Dalam sambutannya, Wakapolda Kepri menyampaikan bahwa sidang terbuka tersebut merupakan tahapan akhir dari seluruh rangkaian seleksi penerimaan Taruna Akpol yang bertujuan menjaring calon perwira Polri terbaik yang memiliki kompetensi, integritas, dedikasi, dan karakter untuk menjalankan tugas sebagai pelindung, pengayom, dan pelayan masyarakat.
Ia menegaskan seluruh proses seleksi telah dilaksanakan secara profesional dengan berpedoman pada prinsip BETAH, yakni Bersih, Transparan, Akuntabel, dan Humanis. Menurutnya, seluruh peserta memperoleh kesempatan yang sama tanpa adanya jalur khusus maupun perlakuan istimewa.
"Seluruh tahapan seleksi dilaksanakan secara objektif berdasarkan kemampuan dan hasil yang dicapai masing-masing peserta," ujarnya.
Wakapolda juga menyampaikan apresiasi kepada seluruh pihak yang terlibat dalam pengawasan seleksi, mulai dari unsur Dinas Pendidikan, Dinas Kependudukan dan Pencatatan Sipil, HIMPSI, pengawas internal, pengawas eksternal, hingga instansi terkait lainnya. Keterlibatan berbagai pihak tersebut dinilai menjadi bentuk komitmen bersama dalam mewujudkan proses rekrutmen Polri yang bersih dan akuntabel.

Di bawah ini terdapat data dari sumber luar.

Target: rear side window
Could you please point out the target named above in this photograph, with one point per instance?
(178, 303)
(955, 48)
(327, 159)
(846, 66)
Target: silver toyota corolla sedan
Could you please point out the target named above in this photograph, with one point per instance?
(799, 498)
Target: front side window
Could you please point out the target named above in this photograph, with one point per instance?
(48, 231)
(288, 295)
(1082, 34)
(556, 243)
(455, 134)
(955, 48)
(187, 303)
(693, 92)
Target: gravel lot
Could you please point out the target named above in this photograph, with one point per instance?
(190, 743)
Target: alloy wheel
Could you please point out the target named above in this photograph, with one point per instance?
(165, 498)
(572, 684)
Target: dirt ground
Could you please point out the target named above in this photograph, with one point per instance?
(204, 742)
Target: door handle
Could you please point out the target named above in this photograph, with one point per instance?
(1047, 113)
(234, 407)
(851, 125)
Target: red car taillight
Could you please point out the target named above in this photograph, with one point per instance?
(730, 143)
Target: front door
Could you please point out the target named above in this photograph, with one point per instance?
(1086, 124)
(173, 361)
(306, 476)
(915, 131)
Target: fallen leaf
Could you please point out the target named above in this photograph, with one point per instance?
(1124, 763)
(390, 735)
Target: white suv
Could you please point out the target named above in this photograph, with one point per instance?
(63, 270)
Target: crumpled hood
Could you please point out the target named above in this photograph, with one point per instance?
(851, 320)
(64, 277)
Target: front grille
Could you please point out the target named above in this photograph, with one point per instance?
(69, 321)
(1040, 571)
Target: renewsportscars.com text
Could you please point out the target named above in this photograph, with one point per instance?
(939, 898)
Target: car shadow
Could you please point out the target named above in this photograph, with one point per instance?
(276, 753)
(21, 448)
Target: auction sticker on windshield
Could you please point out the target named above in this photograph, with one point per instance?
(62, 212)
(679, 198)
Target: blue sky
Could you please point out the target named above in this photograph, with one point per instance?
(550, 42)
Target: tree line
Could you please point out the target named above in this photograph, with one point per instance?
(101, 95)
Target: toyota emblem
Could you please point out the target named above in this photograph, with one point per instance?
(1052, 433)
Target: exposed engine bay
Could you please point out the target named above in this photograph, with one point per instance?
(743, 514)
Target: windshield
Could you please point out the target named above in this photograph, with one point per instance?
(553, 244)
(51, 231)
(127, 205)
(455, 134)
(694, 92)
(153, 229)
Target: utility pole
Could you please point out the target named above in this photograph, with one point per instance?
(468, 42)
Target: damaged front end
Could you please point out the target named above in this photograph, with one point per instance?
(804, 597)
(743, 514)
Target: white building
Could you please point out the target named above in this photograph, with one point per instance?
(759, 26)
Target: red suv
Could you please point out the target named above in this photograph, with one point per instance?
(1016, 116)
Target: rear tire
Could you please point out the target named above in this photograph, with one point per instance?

Dalam sidang tersebut, Panitia Daerah Polda Kepri menetapkan enam peserta lulus terpilih, terdiri atas lima calon Taruna dan satu calon Taruni. Keenam peserta tersebut selanjutnya akan mengikuti seleksi tingkat pusat di Akademi Kepolisian. Sementara itu, satu peserta laki-laki dinyatakan belum lulus terpilih karena keterbatasan kuota penerimaan.
Para peserta yang dinyatakan lulus dijadwalkan berangkat menuju Akademi Kepolisian pada 2 Juli 2026 untuk mengikuti tahapan seleksi selanjutnya.
Menutup kegiatan, Wakapolda Kepri mengucapkan selamat kepada para peserta yang berhasil lolos seleksi daerah. Ia mengingatkan bahwa keberhasilan tersebut merupakan awal dari perjalanan panjang untuk menjadi perwira Polri.
Ia juga berpesan agar para peserta mempersiapkan diri sebaik mungkin, menjaga kesehatan, meningkatkan disiplin, menjunjung tinggi integritas, serta terus belajar selama mengikuti pendidikan di Akademi Kepolisian.
Kepada peserta yang belum berhasil, Wakapolda meminta agar tidak berkecil hati dan menjadikan pengalaman mengikuti seleksi sebagai bekal untuk mempersiapkan diri lebih baik pada kesempatan berikutnya.
Sidang Terbuka Penetapan Kelulusan Akhir Seleksi Penerimaan Taruna/Taruni Akpol Tahun Anggaran 2026 Panitia Daerah Polda Kepri kemudian ditutup secara resmi dengan harapan proses rekrutmen Polri tetap berjalan secara objektif, transparan, dan dapat dipertanggungjawabkan.